Steve Waterson
Forbidden pleasure: an ode to the great Aussie meat pie
Just after the Sydney Olympics, when the airfares dropped to merely stratospheric, my younger brother came to visit from Brazil, where he was teaching English and studying capoeira, the locals’ balletic martial art.
Early in his stay I was tied up at work one day, but a dear family friend, Bob “the dreaded” Oxenbould, offered to show Jez around the city.
I returned that evening to find them purring like lions on the couch, beaming with lazy satisfaction. “We’ve had a wonderful time,” they said in unison.
What was the highlight, I asked – the bridge, the Opera House? “I think maybe the one beneath Milsons Point station,” my brother replied, to a nod of assent from Bob, who had decided to ditch the tourist cliches and had taken Jez on a tour of his favourite pie shops.
That was no surprise to me, having first seen Bob, a large man, in action at Sylvester’s bakery in Cessnock in the NSW Hunter Valley with my father-in-law. “Three plain pies, please, Nicholas,” he’d say to the owner, “and two for you, Len?” On the way home through the vineyards they’d inspect each other’s clothing for the treacherous flakes and crumbs that would invite a lecture from their wives.
Bob, Len and Sylvester’s are all gone now, but the memory of those pies still gives me a twinge of nostalgic indigestion.
The meat pie’s loveliness depends in great part on its forbidden nature. My wife Sally tries (bless her!) to restrict my pie-eating to bona-fide journeys, immune to my pleadings that the daily commute to the office counts as a road trip.
This Christmas, however, we travelled south, and what an enticing panorama of greed opened up before me.
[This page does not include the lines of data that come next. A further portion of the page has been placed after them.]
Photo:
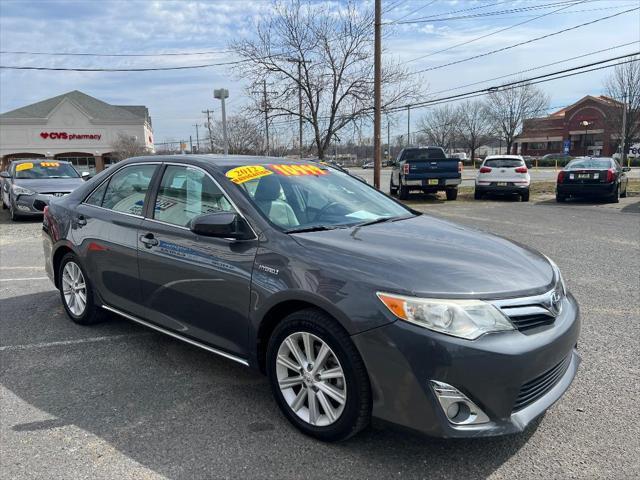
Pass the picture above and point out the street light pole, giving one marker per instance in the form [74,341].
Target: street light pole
[377,56]
[221,94]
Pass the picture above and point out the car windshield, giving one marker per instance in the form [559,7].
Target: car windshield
[33,170]
[503,163]
[590,163]
[313,197]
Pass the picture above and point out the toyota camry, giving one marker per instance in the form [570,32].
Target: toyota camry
[354,305]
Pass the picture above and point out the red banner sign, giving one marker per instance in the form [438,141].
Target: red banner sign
[70,136]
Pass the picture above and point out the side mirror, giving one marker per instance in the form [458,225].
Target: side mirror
[221,225]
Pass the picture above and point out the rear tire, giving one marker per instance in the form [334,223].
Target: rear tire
[624,193]
[76,292]
[313,330]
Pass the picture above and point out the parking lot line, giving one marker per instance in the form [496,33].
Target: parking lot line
[30,346]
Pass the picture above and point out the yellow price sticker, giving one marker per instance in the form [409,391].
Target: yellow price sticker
[240,175]
[24,166]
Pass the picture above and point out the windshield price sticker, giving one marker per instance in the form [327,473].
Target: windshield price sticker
[244,174]
[24,166]
[299,170]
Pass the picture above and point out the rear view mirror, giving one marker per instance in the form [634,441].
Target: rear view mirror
[221,225]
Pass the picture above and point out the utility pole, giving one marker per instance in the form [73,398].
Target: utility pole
[300,106]
[623,151]
[408,125]
[377,54]
[221,94]
[197,138]
[209,127]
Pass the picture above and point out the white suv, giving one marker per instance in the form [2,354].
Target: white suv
[504,175]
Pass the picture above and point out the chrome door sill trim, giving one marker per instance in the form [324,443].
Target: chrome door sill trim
[177,336]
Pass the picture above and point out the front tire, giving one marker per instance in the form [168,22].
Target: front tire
[76,292]
[317,376]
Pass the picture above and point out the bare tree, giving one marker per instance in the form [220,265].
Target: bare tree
[507,108]
[243,134]
[325,52]
[127,146]
[624,86]
[473,128]
[439,125]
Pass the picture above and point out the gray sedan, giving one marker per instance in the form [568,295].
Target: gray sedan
[28,185]
[354,305]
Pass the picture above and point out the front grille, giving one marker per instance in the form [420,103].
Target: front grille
[528,322]
[536,388]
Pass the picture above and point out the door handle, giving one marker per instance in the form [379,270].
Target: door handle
[149,240]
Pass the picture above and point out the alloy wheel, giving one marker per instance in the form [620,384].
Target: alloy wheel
[311,379]
[74,288]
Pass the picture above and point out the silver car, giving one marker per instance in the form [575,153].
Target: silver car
[28,185]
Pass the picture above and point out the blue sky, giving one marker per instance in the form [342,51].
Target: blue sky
[176,99]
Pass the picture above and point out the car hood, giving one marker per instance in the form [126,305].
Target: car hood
[427,256]
[49,184]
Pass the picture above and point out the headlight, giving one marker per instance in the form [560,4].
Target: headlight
[461,318]
[18,190]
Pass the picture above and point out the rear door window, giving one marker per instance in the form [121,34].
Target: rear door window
[185,193]
[128,188]
[504,163]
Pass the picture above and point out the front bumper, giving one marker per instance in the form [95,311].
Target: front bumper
[502,189]
[32,204]
[402,359]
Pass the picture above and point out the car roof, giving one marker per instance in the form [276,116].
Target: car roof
[492,157]
[37,160]
[221,161]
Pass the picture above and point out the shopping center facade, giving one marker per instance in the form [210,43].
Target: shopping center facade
[74,127]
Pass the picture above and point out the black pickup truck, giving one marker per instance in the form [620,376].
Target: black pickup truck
[427,169]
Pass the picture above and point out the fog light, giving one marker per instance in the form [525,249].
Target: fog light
[457,406]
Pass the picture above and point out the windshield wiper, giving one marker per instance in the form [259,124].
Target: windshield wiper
[315,228]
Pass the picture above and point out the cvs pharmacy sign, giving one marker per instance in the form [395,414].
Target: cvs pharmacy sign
[69,136]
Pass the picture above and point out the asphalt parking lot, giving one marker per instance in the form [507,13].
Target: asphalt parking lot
[118,401]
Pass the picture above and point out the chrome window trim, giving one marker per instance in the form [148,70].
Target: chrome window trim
[178,336]
[109,177]
[224,193]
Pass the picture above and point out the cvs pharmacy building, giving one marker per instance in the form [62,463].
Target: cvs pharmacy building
[74,127]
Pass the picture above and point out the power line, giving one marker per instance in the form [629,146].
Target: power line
[87,54]
[532,80]
[490,34]
[537,68]
[437,67]
[492,14]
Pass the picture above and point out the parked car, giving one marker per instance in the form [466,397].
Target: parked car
[353,304]
[503,175]
[427,169]
[29,184]
[589,177]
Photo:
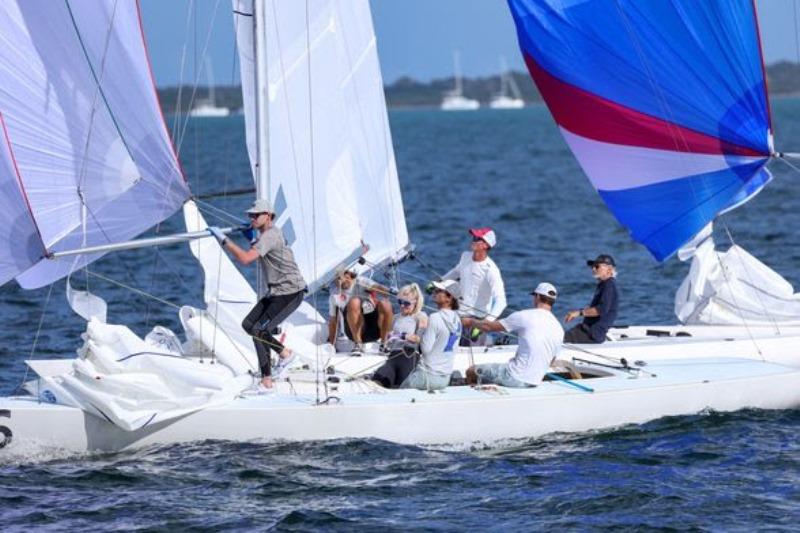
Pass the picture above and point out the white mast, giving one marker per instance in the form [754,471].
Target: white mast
[261,99]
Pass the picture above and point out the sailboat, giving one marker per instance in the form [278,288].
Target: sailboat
[334,184]
[504,100]
[455,100]
[204,108]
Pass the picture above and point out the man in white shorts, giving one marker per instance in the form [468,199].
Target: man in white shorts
[483,294]
[539,334]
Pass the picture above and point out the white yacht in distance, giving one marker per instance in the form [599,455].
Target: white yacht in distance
[503,100]
[455,100]
[207,107]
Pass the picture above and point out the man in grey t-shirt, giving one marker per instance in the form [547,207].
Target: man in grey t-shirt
[285,284]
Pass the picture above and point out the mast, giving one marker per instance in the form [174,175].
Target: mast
[261,99]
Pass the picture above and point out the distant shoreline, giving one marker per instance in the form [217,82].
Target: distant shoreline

Curiously, pretty well every bakery in the land boasts an “Australia’s Best Pie!” award, which always merits investigation. It doesn’t make sense that they could all be number one, but to the devout pie-worshipper it’s an article of faith, a religious paradox, a logical impossibility but true at the same time.
It is therefore heretical, and certainly dangerous, to declare favourites, although it’s amazing how often I have needed to stop for fuel at Ulladulla. “You’ve still got three-quarters of a tank,” Sally says, “and this is not a petrol station.”
Elsewhere, don’t the words “in the sky” provoke excitement? Put the word “pie” before them and, oh my goodness, a rhyming delight, a delicious collision between poetry and pastry dotted all over the map, from Bilpin to Tumut, Cowan to Olinda.
Where believers disagree is on the filling, a tense sectarian divide. There’s a popular place I patronise despite the fact that the owner hates kidney and refuses to include it, cheating me of a lifelong favourite. My daughters are on his side – “it tastes like wee”, according to their sophisticated palates – and blame my offal addiction on my 1960s childhood in northern England where, it’s true, many of the important food groups had much the same flavour and appearance before and after consumption.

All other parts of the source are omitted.